The Precision Machining Technology (PMT) program at Southwestern Illinois College (SWIC) ranks among the nation’s top performers for preparing students to meet today’s increased demand for machinists, programmers and CNC machine operators.
At its Granite City, Illinois, campus, the community college offers an associate degree in precision machining technology along with a number of specialized career certificate programs including CNC machining, advanced CNC programming and a certificate in Mastercam CAD/CAM software from CNC Software LLC., Tolland, Conn.

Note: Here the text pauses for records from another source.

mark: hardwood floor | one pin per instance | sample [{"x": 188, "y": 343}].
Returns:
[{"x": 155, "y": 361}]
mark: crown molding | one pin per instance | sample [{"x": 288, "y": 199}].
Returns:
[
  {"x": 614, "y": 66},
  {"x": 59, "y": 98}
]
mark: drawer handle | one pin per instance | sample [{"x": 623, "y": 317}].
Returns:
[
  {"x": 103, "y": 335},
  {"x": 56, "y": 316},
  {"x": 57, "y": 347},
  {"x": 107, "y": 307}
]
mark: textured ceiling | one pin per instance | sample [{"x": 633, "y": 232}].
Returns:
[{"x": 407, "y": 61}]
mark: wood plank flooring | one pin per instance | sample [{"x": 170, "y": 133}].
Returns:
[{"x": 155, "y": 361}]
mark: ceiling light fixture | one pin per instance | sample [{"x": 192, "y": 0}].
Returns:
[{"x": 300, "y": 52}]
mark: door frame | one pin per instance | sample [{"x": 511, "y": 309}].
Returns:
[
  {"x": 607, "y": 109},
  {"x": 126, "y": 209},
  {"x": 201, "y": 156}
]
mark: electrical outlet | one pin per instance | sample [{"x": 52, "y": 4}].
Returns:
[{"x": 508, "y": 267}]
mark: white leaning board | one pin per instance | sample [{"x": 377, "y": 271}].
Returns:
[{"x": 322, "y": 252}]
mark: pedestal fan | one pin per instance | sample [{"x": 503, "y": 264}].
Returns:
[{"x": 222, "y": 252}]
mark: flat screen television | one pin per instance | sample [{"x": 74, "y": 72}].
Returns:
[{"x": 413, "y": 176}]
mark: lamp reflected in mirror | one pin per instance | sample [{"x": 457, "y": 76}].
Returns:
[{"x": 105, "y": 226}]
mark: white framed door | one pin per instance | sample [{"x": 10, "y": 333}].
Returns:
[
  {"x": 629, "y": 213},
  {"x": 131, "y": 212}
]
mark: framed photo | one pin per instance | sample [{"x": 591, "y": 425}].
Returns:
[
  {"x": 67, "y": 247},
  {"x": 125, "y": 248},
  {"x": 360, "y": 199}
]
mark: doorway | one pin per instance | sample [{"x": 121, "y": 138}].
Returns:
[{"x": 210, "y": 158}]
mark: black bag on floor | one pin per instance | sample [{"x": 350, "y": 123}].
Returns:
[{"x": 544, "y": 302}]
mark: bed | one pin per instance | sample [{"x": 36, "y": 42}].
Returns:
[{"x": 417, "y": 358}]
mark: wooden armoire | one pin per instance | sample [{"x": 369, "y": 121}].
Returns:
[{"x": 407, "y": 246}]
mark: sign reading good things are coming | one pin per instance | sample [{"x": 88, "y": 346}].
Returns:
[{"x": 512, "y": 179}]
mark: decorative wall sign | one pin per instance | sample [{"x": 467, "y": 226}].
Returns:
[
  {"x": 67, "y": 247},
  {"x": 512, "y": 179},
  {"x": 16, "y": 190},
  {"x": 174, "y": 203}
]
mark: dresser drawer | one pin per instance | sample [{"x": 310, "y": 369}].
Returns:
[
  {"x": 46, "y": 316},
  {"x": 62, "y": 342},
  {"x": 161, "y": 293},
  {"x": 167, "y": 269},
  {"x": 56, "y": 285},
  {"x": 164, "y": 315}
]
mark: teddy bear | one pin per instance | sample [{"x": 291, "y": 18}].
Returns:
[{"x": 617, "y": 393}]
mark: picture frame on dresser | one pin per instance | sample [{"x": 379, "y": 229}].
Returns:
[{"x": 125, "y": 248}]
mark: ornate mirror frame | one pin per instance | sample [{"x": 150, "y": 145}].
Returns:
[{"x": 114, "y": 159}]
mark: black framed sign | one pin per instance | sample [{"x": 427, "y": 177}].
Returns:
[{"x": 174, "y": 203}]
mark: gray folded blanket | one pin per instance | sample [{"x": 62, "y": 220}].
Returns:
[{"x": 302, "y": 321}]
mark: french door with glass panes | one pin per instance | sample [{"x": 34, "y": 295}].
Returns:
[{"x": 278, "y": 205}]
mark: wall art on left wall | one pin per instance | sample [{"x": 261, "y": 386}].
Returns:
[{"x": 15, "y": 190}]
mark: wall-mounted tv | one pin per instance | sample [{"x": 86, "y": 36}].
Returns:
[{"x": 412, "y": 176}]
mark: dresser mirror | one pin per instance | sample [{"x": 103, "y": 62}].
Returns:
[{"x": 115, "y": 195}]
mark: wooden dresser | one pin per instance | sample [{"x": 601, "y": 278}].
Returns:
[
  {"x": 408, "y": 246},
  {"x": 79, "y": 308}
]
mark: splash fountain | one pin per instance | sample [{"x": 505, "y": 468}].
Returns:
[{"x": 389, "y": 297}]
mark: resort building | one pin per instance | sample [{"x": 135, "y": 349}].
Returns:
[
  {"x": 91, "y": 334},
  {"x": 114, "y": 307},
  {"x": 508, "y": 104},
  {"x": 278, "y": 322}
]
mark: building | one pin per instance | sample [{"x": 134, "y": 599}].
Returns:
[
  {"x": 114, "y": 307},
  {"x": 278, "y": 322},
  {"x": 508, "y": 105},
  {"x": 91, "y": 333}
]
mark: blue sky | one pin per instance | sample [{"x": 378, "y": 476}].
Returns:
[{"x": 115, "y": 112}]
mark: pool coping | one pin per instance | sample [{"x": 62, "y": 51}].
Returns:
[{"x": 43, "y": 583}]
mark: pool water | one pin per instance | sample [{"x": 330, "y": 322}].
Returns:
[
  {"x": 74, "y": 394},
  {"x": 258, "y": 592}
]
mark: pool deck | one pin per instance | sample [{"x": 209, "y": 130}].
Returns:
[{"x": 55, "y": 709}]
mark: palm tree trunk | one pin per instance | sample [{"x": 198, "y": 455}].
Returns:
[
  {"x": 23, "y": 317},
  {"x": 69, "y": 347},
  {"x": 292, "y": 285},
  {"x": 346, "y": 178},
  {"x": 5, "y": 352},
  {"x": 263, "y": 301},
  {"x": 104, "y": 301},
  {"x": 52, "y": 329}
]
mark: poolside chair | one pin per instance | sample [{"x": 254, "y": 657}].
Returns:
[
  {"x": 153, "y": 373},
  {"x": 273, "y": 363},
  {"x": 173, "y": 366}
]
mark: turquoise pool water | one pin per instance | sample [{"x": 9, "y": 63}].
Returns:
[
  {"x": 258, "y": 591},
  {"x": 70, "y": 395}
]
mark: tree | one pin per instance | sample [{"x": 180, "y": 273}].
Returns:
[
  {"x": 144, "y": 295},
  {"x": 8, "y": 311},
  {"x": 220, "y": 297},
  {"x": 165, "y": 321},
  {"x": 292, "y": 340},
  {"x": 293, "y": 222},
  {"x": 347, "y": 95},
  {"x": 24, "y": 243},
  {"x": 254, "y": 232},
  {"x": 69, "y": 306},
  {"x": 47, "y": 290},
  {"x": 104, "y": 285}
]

“Not only do we strive to prepare our students with strong technical skills, we work to keep our curriculum relevant—with student employability being our highest priority,” says Mark Bosworth, industrial technology coordinator. “We are proud of our placement rate of over 98% for students completing the precision machining technology program.”
CNC on the Go
Helping with outreach and exposure for the machining program is SWIC’s CNC mobile lab, a 34-ft (10-m) trailer equipped with four Tormach CNC mills, two Tormach lathes and Mastercam CAD/CAM software. The lab brings a “What CNC machining is all about” mantra and technology to public venues, large-scale events, schools (grade, middle and high) and even offers its equipment to area high schools that are launching machining programs.
The mobile lab travels to more than 50 events each year, including three national races at the World Wide Technology Raceway (Madison, Illinois). It was on site at the inaugural NASCAR race in 2022 and was part of this year’s NASCAR race, along with NHRA hotrod and IndyCar Series races.
“The racing events have allowed us to capture the attention of over 50,000 spectators at each gathering, expanding the reach of our efforts even further,” Bosworth says. “But the impact of our mobile CNC lab extends beyond schools and races. We were honored to be invited to participate in the Illinois State Fair in Springfield for its STEM expo over the past few years.”
Mastercam programming and CNC machining were demonstrated as part of the expo, an event highlighting innovation and emerging career and educational opportunities in STEM fields.
In addition, the Illinois Skills USA contest has used the lab for its CNC contests in Peoria, further promoting SWIC’s presence in various educational and skill-building events. Thanks to these efforts, the CNC lab’s impact has not gone unnoticed. Requests come in from out-of-state schools wishing to experience the lab firsthand. Several colleges and organizations have contacted SWIC about creating similar mobile labs for their own regions.
SWIC’s precision machining technology program costs $15,000, which is said to be about half that of local private institutions.
Training for Career Success
The tech program and hands-on training take place in SWIC’s manufacturing training center, a 23,500-sq-ft (2,180-sq-m) facility equipped with various Haas machining equipment, including a five-axis Haas UMC-750SS.
Students start by learning basic machining operations along with the fundamentals of cutting metal using vertical mills, manual lathes, grinding machines and drill presses, according to David Berry, SWIC’s technical education division instructor. This is followed by CNC programming, where participants learn how to manually code the machines.
To prepare students for future careers in manufacturing, PMT instructors rely on Mastercam CAD/CAM software. The training center runs 36 seats of the software. Students spend nearly an entire semester learning how to set up and operate the CNC machines, learning to program the lathe and mill. Later, they are introduced to solid modeling using Dassault SolidWorks.
To earn a Mastercam certificate, students must complete three courses: precision machining, introduction to Mastercam and advanced Mastercam.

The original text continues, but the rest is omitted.